The private sector has a clear role in continuing to operate in this space, but it shouldn’t be the gatekeeper of commercial and industrial workspace provision. There is a good case for mayors to play a more active role and for publicly managed workspaces to ensure cities can remain inclusive and fair.
A side note, possibly entirely incorrect
While writing this newsletter, I couldn’t help but notice that some of the most recognisable start-ups of the 2010s—WeWork, Airbnb, Uber, and a bunch of online food delivery platforms—have had a deeper impact on city living in the last decade (think soaring housing costs, flexible working and co-working, gig economy jobs) than any other technological innovation since the private automobile.
🎧 Listen to the Cities 1.5 Podcast
Since our last newsletter, we have published four new episodes of our podcast Cities 1.5 (here on Apple Podcasts and Spotify):
🙌 In our latest episode, our host David Miller interviews Mayor of Rotterdam Ahmed Aboutaleb and Maurice Kavai (Deputy Director, Climate Change for Nairobi City County) to explore how cities in the Global North and in the Global South are working on improving their resilience to climate change (listen on Apple Podcasts and Spotify).
🌞How are cities battling extreme heat?
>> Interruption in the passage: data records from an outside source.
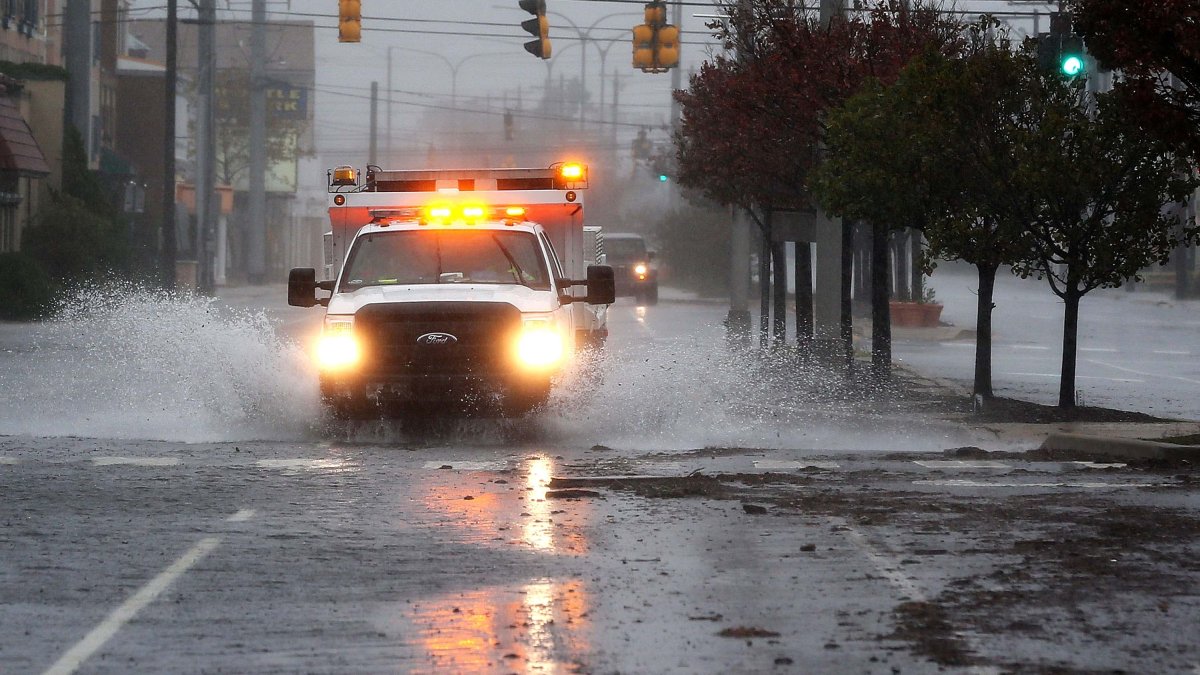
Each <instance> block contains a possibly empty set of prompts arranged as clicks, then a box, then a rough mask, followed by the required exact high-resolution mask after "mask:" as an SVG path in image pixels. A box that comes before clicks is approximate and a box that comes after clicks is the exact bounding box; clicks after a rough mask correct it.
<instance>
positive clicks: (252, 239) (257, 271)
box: [245, 0, 266, 285]
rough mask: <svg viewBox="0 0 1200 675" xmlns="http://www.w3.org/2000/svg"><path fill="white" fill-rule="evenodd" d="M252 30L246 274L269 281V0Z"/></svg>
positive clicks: (259, 15) (254, 21) (250, 60)
mask: <svg viewBox="0 0 1200 675" xmlns="http://www.w3.org/2000/svg"><path fill="white" fill-rule="evenodd" d="M251 20H252V22H253V25H252V26H251V30H250V195H248V198H250V219H248V220H247V221H246V223H245V225H246V233H247V238H246V239H247V243H246V244H247V245H246V276H247V280H248V281H250V282H251V283H256V285H258V283H263V282H265V281H266V97H265V95H264V91H263V82H264V79H265V78H266V73H265V70H264V64H265V61H266V0H253V5H252V10H251Z"/></svg>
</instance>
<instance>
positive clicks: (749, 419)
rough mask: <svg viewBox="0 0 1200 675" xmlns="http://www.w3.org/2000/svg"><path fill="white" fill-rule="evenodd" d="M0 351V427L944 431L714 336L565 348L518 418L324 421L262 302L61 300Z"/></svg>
mask: <svg viewBox="0 0 1200 675" xmlns="http://www.w3.org/2000/svg"><path fill="white" fill-rule="evenodd" d="M0 359H2V362H4V363H0V435H35V436H86V437H107V438H146V440H164V441H181V442H221V441H252V440H274V441H278V440H283V441H288V440H298V441H300V440H313V438H317V437H328V438H331V440H335V441H342V442H354V443H372V444H374V443H382V444H391V446H400V447H413V448H427V447H430V446H457V444H469V446H473V447H487V446H496V447H511V444H514V443H516V444H521V446H529V447H539V448H547V447H551V448H552V447H574V448H580V447H583V448H587V447H590V446H595V444H600V446H610V447H616V448H629V449H640V450H678V449H684V450H686V449H695V448H704V447H746V448H788V449H812V450H841V449H869V450H904V449H916V448H919V449H932V448H936V447H946V444H947V443H952V442H955V441H956V440H954V438H949V437H948V435H949V434H950V431H948V429H947V428H944V426H941V428H940V426H937V425H932V424H930V423H929V422H928V420H922V419H919V418H913V417H912V416H910V414H908V413H907V412H906V410H905V408H904V407H902V406H901V405H899V404H896V402H895V399H894V396H892V395H890V394H892V393H889V392H887V390H880V389H877V388H870V387H864V386H863V384H862V383H858V384H856V383H847V382H846V378H845V377H844V376H842V375H841V372H839V371H834V370H829V369H827V368H822V366H820V365H817V364H815V363H812V362H809V360H805V359H803V358H799V357H797V356H796V354H792V353H787V352H781V353H772V352H756V351H750V352H736V351H728V350H726V348H725V346H724V342H722V341H721V339H720V337H715V339H714V337H713V336H706V337H704V339H700V337H695V339H685V340H654V341H648V342H643V344H636V345H632V344H631V345H610V346H608V348H606V350H605V351H601V352H599V353H595V354H592V356H589V357H588V358H584V359H581V360H578V362H577V363H576V364H575V365H574V366H572V368H571V369H570V371H569V372H566V374H565V375H564V377H563V378H562V382H560V383H559V387H557V388H556V390H554V393H553V396H552V399H551V401H550V404H548V405H547V406H546V408H545V410H541V411H538V412H535V413H533V414H532V416H529V417H528V418H526V419H521V420H503V419H500V420H497V419H461V418H460V419H455V418H452V417H451V418H449V419H442V420H428V419H418V420H413V419H408V420H403V419H402V420H373V422H368V423H360V424H350V425H344V424H337V423H332V422H331V420H330V419H329V417H328V416H323V412H322V410H320V408H322V406H320V402H319V395H318V390H317V376H316V374H314V372H313V370H312V366H311V360H310V358H308V356H307V354H305V353H304V350H301V347H300V346H299V345H296V344H294V342H290V341H288V340H286V339H283V337H281V336H280V335H278V333H277V330H276V329H275V327H274V325H272V324H271V322H270V321H269V318H268V315H266V313H264V312H263V311H257V312H256V311H235V310H229V309H223V307H220V306H217V305H216V304H215V303H214V301H211V300H209V299H205V298H194V297H180V295H172V294H167V293H163V292H158V291H148V289H138V288H132V287H107V288H102V289H90V291H85V292H82V293H78V294H76V295H73V297H71V298H70V300H67V301H65V303H64V304H62V306H61V309H60V311H59V312H58V316H56V317H55V318H54V319H53V321H50V322H47V323H46V324H43V325H42V327H41V328H40V329H38V331H37V335H36V340H35V342H34V348H32V350H26V351H22V352H20V353H8V354H0Z"/></svg>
Our host David Miller talks to Eugenia Kargbo (Freetown’s Chief Heat Officer) and former Mayor of Athens Kostas Bakoyannis (listen on Apple Podcasts and Spotify).
🛢️How can cities divest from fossil fuels? (Listen on Apple Podcasts and Spotify). For this episode, we had the pleasure to interview Daniel Zarrilli, who was instrumental in helping New York City commit to divesting, as well as Dr Savannah Cox and Dr Zac Taylor, who are currently working on a Special Issue on urban riskscapes for the Journal of City Climate Policy and Economy.
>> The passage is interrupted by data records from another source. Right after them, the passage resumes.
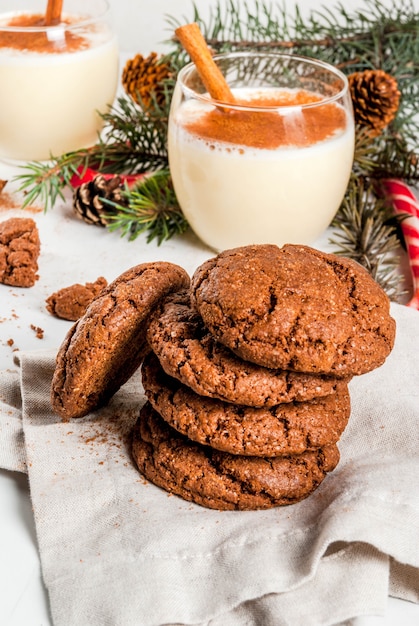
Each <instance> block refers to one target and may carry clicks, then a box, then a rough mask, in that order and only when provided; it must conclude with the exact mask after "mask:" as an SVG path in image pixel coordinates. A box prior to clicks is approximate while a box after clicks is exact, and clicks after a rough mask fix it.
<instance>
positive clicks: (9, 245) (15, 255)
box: [0, 217, 40, 287]
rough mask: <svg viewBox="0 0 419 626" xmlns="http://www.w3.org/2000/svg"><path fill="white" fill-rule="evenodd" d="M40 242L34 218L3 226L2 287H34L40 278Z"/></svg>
mask: <svg viewBox="0 0 419 626" xmlns="http://www.w3.org/2000/svg"><path fill="white" fill-rule="evenodd" d="M39 252H40V240H39V233H38V228H37V226H36V223H35V222H34V220H33V219H32V218H30V217H29V218H26V217H11V218H10V219H8V220H5V221H4V222H1V223H0V283H3V284H5V285H10V286H12V287H33V285H34V284H35V281H36V280H37V279H38V278H39V277H38V274H37V271H38V257H39Z"/></svg>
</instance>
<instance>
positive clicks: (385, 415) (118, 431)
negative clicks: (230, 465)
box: [0, 305, 419, 626]
mask: <svg viewBox="0 0 419 626" xmlns="http://www.w3.org/2000/svg"><path fill="white" fill-rule="evenodd" d="M392 310H393V315H394V316H395V317H396V320H397V325H398V330H397V338H396V345H395V348H394V350H393V352H392V354H391V355H390V357H389V358H388V360H387V361H386V363H385V364H384V366H382V367H381V368H379V369H377V370H375V371H374V372H371V373H370V374H367V375H364V376H361V377H357V378H356V379H354V380H353V381H352V382H351V383H350V390H351V398H352V415H351V418H350V421H349V424H348V427H347V429H346V431H345V433H344V435H343V437H342V439H341V442H340V444H339V448H340V451H341V461H340V463H339V465H338V467H337V469H336V470H335V471H334V472H333V473H331V474H330V475H329V476H328V477H326V479H325V481H324V482H323V484H322V485H321V486H320V487H319V489H318V490H317V491H316V492H315V493H314V494H313V495H312V496H310V497H309V498H308V499H306V500H305V501H303V502H301V503H299V504H297V505H293V506H289V507H282V508H277V509H273V510H269V511H256V512H237V511H229V512H219V511H212V510H208V509H205V508H202V507H199V506H197V505H194V504H191V503H188V502H185V501H183V500H181V499H179V498H178V497H176V496H170V495H168V494H167V493H166V492H164V491H162V490H160V489H159V488H157V487H155V486H154V485H151V484H149V483H148V482H146V481H145V480H144V479H143V478H142V477H141V475H140V474H139V473H138V472H137V470H136V469H135V467H134V465H133V463H132V460H131V457H130V453H129V431H130V428H131V426H132V424H133V423H134V422H135V420H136V417H137V414H138V408H139V406H140V405H141V403H142V402H144V397H143V395H142V389H141V380H140V375H139V374H138V375H136V376H135V377H134V378H133V379H132V380H131V381H129V383H127V385H125V387H124V388H123V389H121V390H120V392H119V393H118V394H117V395H116V396H115V397H114V398H113V400H112V401H111V403H110V404H109V406H108V407H106V408H104V409H102V410H100V411H97V412H96V413H93V414H91V415H89V416H87V417H85V418H83V419H81V420H74V421H72V422H70V423H66V424H64V423H62V422H60V420H59V419H57V417H56V416H55V415H54V414H53V413H52V412H51V410H50V407H49V386H50V379H51V375H52V371H53V366H54V361H53V355H51V354H50V353H47V354H45V353H38V354H35V353H33V354H22V355H21V389H22V397H23V429H24V441H25V451H26V456H27V467H28V474H29V481H30V487H31V497H32V502H33V508H34V515H35V522H36V528H37V533H38V541H39V546H40V554H41V561H42V568H43V575H44V579H45V583H46V586H47V588H48V591H49V594H50V602H51V609H52V615H53V620H54V624H55V626H80V625H83V626H108V625H109V626H143V625H144V626H148V625H150V626H151V625H153V626H156V625H163V624H166V625H168V624H170V625H175V624H190V625H198V624H202V625H203V624H205V625H211V626H236V625H237V626H244V625H246V626H251V625H255V626H256V625H257V626H259V625H261V624H263V626H285V625H287V626H289V625H291V626H300V625H302V624H304V626H310V625H312V626H327V625H332V624H338V623H342V622H345V623H350V620H351V619H353V618H355V617H356V616H361V615H367V614H383V613H384V612H385V610H386V602H387V596H388V594H393V595H395V596H397V597H402V598H405V599H409V600H411V601H414V602H419V488H418V486H417V481H418V476H419V428H418V427H419V374H418V371H417V370H418V362H419V356H418V355H419V314H418V313H417V312H416V311H413V310H411V309H408V308H406V307H403V306H400V305H393V309H392ZM0 384H1V383H0ZM4 398H5V396H4V395H3V400H4ZM6 404H7V402H6ZM15 404H17V403H16V401H15ZM4 408H5V407H4V402H3V409H4ZM6 408H7V407H6ZM3 422H4V418H2V422H1V423H3ZM14 440H15V441H16V440H19V437H18V435H17V434H16V432H15V433H14ZM4 449H6V448H5V447H4V446H3V450H4ZM1 450H2V448H0V453H1ZM6 456H7V455H6ZM9 456H10V454H9ZM1 462H2V458H1V456H0V464H1Z"/></svg>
🌍 Sandrine Dixson-Declève, co-president of The Club of Rome, and Councillor Susan Aitken, Leader of Glasgow City Council, joined David in discussing how how cities can put people and planet first and look beyond growth (listen on Apple Podcasts and Spotify)
Don’t forget to rate the podcast on your favourite podcast app, it really helps us reach more listeners.
📚 What we are reading
: The Fragile Earth – Writing from The New Yorker on Climate Change. The bright yellow cover caught my attention a few weeks ago. Opening with Bill McKibben’s ‘Reflections: The End of Nature’, the collection chronicles the New Yorker’s climate writing from 1989 to the 2010s. Some pieces tell inspiring tales of human ingenuity, while others seem hauntingly familiar—we've been hearing the same kind of warnings for a long time. It makes me feel even more determined about the climate stories I want to be able to tell. : This wonderfully annotated profile of talk radio host John Ziegler from The Atlantic’s April 2005 issue—which I encountered while reading Consider the Lobster, a fantastic collection of essays by the late David Foster Wallace. The piece reads like a modern commentary on the pervasiveness of conservative ideas, anti-political correctness, and conspiracy theories in talk radio. Concerning to learn how little things have changed in the intervening years and how effective the conservative playbook still is.